Mit der Aufhebung des Eigenkapitalersatzrechts durch das MoMiG6 ist die gesetzliche Grundlage für die bisherige Rechtsprechung zur Berücksichtigung von Aufwendungen des Gesellschafters aus eigenkapitalersetzenden Finanzierungshilfen als nachträgliche Anschaffungskosten im Rahmen des § 17 EStG entfallen, denn nach der neuen Rechtslage sind sämtliche Gesellschafter­finanzierungen im Insolvenzfall gesetzlich zwar nachrangig, aber dennoch kein Eigenkapital und damit keine nachträglichen Anschaffungskosten7. Dies führt zurück zum steuerlichen Grundsatz der Trennung von steuerlich unbeachtlicher Vermögens- und steuerbarer Erwerbssphäre8.

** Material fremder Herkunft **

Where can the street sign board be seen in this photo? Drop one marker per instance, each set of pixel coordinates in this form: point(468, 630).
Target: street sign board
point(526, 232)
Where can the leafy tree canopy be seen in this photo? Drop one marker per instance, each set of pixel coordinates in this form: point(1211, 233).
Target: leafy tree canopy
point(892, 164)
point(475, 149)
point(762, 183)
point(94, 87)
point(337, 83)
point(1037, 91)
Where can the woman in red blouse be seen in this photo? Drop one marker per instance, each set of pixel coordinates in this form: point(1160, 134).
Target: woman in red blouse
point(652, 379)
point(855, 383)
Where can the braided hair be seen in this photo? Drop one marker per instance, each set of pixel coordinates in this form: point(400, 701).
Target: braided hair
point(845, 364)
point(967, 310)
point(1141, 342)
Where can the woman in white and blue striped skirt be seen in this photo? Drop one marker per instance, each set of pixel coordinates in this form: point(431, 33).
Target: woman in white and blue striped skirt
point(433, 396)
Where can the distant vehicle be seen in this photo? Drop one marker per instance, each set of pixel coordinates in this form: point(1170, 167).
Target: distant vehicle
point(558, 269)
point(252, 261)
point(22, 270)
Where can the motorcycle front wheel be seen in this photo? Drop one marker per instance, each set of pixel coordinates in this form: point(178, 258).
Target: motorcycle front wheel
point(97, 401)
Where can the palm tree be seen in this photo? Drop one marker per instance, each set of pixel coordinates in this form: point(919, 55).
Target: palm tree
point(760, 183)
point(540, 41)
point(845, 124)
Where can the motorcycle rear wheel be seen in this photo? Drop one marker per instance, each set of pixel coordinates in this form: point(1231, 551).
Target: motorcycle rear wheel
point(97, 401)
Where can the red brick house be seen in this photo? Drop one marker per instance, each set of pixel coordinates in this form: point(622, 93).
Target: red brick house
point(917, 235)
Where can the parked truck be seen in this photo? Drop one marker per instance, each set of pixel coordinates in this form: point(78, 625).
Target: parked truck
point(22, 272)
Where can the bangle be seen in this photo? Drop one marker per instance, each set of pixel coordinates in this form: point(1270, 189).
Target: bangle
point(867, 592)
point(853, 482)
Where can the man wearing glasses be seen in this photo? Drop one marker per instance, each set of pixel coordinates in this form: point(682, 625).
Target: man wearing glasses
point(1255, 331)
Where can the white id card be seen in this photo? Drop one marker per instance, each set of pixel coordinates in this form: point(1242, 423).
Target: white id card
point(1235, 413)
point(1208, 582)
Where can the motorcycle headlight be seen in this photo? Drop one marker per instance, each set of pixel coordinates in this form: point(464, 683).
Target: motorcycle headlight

Damit gilt künftig Folgendes:

Den (nachträglichen) Anschaffungskosten der Beteiligung können grundsätzlich nur solche Aufwendungen des Gesellschafters zugeordnet werden, die nach handels- und bilanzsteuer­rechtlichen Grundsätzen zu einer offenen oder verdeckten Einlage in das Kapital der Gesell­schaft führen9. Darunter fallen insbesondere Nachschüsse i. S. der §§ 26 ff. GmbHG, sonstige Zuzahlungen nach § 272 Abs. 2 Nr. 4 HGB wie Einzahlungen in die Kapitalrücklage10, Barzu­schüsse11 oder der Verzicht auf eine noch werthaltige Forderung12. Damit liegt ein Gleichklang zwischen Handels-, Gesellschafts- und Steuerrecht vor13.
Aufwendungen aus Fremdkapitalhilfen wie der Ausfall eines vormals „krisenbedingten“, „krisen­bestimmten“ oder „in der Krise stehen gelassenen“ Darlehens oder der Ausfall mit einer Bürg­schafts­regressforderung führen hingegen grundsätzlich nicht mehr zu Anschaf­fungs­kosten der Beteiligung. Etwas anderes kann sich ergeben, wenn die vom Gesellschafter gewährte Fremd­kapitalhilfe aufgrund der vertraglichen Abreden mit der Zuführung einer Einlage in das Gesell­schaftsvermögen wirtschaftlich vergleichbar ist. Dies kann der Fall sein bei einem Gesell­schafterdarlehen, dessen Rückzahlung auf Grundlage der von den Beteiligten getroffenen Vereinbarungen - wie beispielsweise der Vereinbarung eines Rangrücktritts14 i. S. des § 5 Abs. 2a EStG - im Wesentlichen denselben Voraussetzungen unterliegt wie die Rückzahlung von Eigenkapital15. In einem solchen Fall käme dem Darlehen auch bilanzsteuerrechtlich die Funktion von zusätzlichem Eigenkapital zu16.  
Bei Anwendung dieser allgemeinen Grundsätze sind Aufwendungen aus der Inanspruchnahme aus einer Gesellschafterbürgschaft unabhängig davon, ob die Bürgschaft krisenbestimmt oder in der Krise der Gesellschaft übernommen worden ist, im zeitlichen Anwendungsbereich des MoMiG grundsätzlich nicht mehr den nachträglichen Anschaffungskosten der Beteiligung i. S. des § 17 Abs. 2 und 4 EStG zuzurechnen17.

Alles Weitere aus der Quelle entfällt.